Mesmo antes de nascer, já tinha alguém torcendo por você. Tinha gente que torcia para você ser menino. Outros torciam para você ser menina. Torciam para você puxar a beleza da mãe, o bom humor do pai. Estavam torcendo para você nascer perfeito. Daí continuaram torcendo... Torceram pelo seu primeiro sorriso, pela primeira palavra , pelo primeiro passo. O seu primeiro dia de escola foi a maior torcida. E o primeiro gol, então? E, de tanto torcerem por você, você aprendeu a torcer. Começou a torcer para ganhar muitos presentes e flagrar Papai Noel. Torcia o nariz para o quiabo e a escarola. Mas torcia por hambúrguer e refrigerante. Começou a torcer até para um time. Provavelmente, nesse dia, você descobriu que tem gente que torce diferente de você. Seus pais torciam para você comer de boca fechada, tomar banho, escovar os dentes, estudar inglês e piano. Eles só estavam torcendo para você ser uma pessoa bacana. Seus amigos torciam para você usar brinco, cabular aula, falar palavrão. Eles também estavam torcendo para você ser bacana. Nessas horas, você só torcia para não ter nascido. E por não saber pelo que você torcia, torcia torcido. Torceu para seus irmãos se ferrarem, torceu para o mundo explodir. E quando os hormônios começaram a torcer, torceu pelo primeiro beijo, pelo primeiro amasso. Depois começou a torcer pela sua liberdade. Torcia para viajar com a turma, ficar até tarde na rua. Sua mãe só torcia para você chegar vivo em casa. Passou a torcer o nariz para as roupas da sua irmã, para as idéias dos professores e para qualquer opinião dos seus pais. Todo mundo queria era torcer o seu pescoço. Foi quando até você começou a torcer pelo seu futuro. Torceu para ser médico, músico, advogado... Na dúvida, torceu para ser físico nuclear ou jogador de futebol. Seus pais torciam para passar logo essa fase. No dia do vestibular, uma grande torcida se formou. Pais, avós, vizinhos, namoradas e todos os santos torceram por você. Na faculdade, então, era torcida pra todo lado. Para a direita, esquerda, contra a corrupção, a fome na Albânia e o preço da coxinha na cantina. E, de torcida em torcida, um dia teve um torcicolo de tanto olhar para 'ela'...

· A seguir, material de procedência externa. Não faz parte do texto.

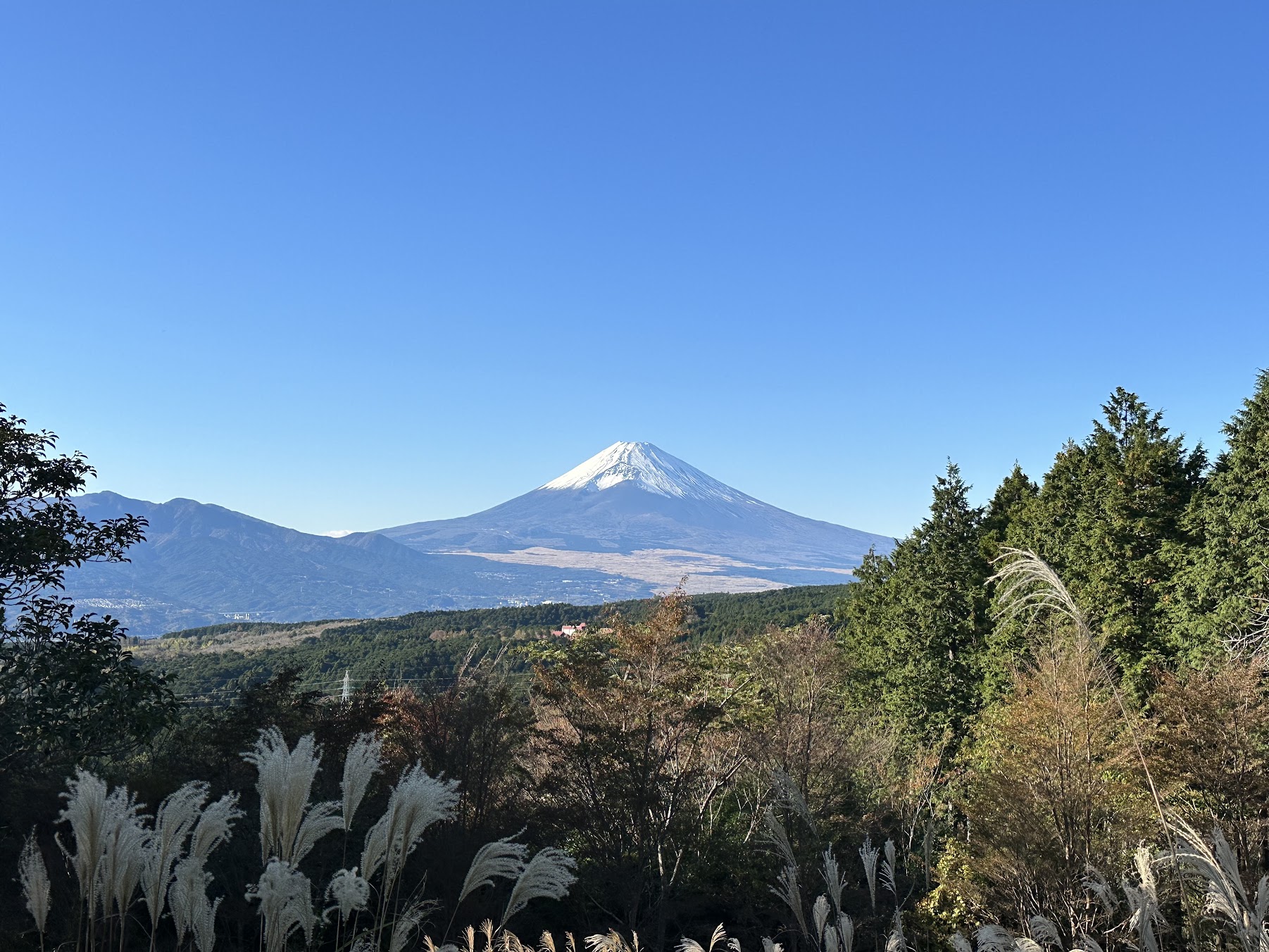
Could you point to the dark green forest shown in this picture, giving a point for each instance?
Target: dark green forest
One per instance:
(433, 645)
(1039, 722)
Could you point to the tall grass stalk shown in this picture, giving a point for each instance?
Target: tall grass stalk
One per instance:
(174, 820)
(36, 889)
(1028, 584)
(289, 825)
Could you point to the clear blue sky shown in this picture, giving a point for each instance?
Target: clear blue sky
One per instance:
(346, 265)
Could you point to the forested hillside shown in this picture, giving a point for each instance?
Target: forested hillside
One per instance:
(206, 663)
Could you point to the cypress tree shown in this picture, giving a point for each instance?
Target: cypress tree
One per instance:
(918, 617)
(1107, 518)
(1223, 584)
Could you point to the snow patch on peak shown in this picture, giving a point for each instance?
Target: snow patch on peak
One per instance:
(647, 468)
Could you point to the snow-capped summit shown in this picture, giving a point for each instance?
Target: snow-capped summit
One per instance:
(637, 501)
(649, 469)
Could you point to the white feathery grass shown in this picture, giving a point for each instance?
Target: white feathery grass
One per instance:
(205, 925)
(833, 879)
(1028, 585)
(174, 820)
(87, 814)
(720, 937)
(896, 942)
(994, 939)
(820, 912)
(787, 889)
(868, 856)
(609, 942)
(887, 870)
(406, 923)
(349, 891)
(1144, 903)
(35, 882)
(415, 803)
(547, 875)
(503, 860)
(188, 895)
(778, 837)
(846, 931)
(215, 825)
(1226, 896)
(125, 853)
(289, 825)
(286, 903)
(1096, 884)
(361, 765)
(1044, 931)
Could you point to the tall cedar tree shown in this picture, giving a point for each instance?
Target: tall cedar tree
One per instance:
(1107, 520)
(636, 748)
(68, 688)
(1223, 587)
(919, 617)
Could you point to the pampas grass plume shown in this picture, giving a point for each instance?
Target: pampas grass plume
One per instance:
(361, 765)
(547, 875)
(35, 882)
(503, 858)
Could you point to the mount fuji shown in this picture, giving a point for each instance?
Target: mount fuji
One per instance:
(637, 512)
(627, 523)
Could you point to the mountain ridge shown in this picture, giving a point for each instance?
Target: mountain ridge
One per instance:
(627, 523)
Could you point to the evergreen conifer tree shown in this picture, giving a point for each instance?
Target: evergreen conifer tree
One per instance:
(1107, 520)
(919, 617)
(1223, 584)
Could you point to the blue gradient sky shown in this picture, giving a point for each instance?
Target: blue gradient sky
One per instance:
(343, 267)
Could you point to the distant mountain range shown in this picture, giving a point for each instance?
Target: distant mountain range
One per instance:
(628, 522)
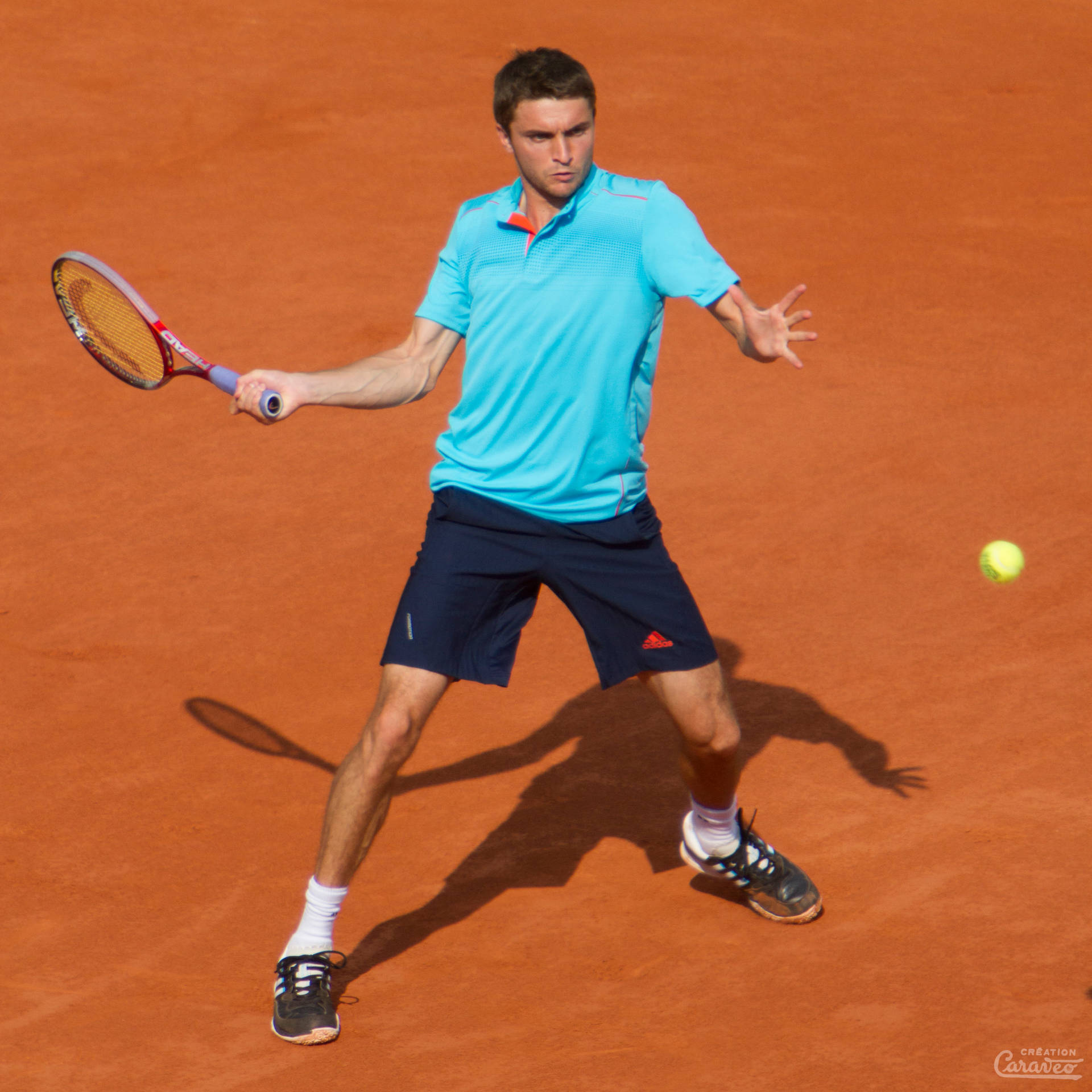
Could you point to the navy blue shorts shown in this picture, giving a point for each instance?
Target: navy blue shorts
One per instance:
(478, 572)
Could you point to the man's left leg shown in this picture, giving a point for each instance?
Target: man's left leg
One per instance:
(713, 841)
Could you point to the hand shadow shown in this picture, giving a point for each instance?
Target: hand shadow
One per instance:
(622, 781)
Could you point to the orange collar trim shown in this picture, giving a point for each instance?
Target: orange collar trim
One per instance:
(518, 220)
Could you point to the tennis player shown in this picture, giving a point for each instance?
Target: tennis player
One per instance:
(557, 283)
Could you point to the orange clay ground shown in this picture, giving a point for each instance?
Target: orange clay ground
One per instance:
(278, 178)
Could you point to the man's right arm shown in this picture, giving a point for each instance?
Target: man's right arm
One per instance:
(391, 378)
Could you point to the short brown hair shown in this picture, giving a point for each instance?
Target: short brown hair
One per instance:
(539, 73)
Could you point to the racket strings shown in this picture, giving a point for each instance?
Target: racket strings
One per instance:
(109, 325)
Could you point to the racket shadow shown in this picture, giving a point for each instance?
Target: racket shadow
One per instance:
(249, 732)
(621, 781)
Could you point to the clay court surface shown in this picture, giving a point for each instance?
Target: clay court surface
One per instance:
(192, 606)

Primeiro, torceu para ela não ter outro. Torceu para ela não te achar muito baixo, muito alto, muito gordo, muito magro. Descobriu que ela torcia igual a você. E de repente vocês estavam torcendo para não acordar desse sonho. Torceram para ganhar a geladeira, o microondas e a grana para a viagem de lua-de-mel. E, daí pra frente, você entendeu que a vida é uma grande torcida. Porque, mesmo antes do seu filho nascer, já tinha muita gente torcendo por ele. Mesmo com toda essa torcida, pode ser que você ainda não tenha conquistado algumas coisas. Mas muita gente ainda torce por você.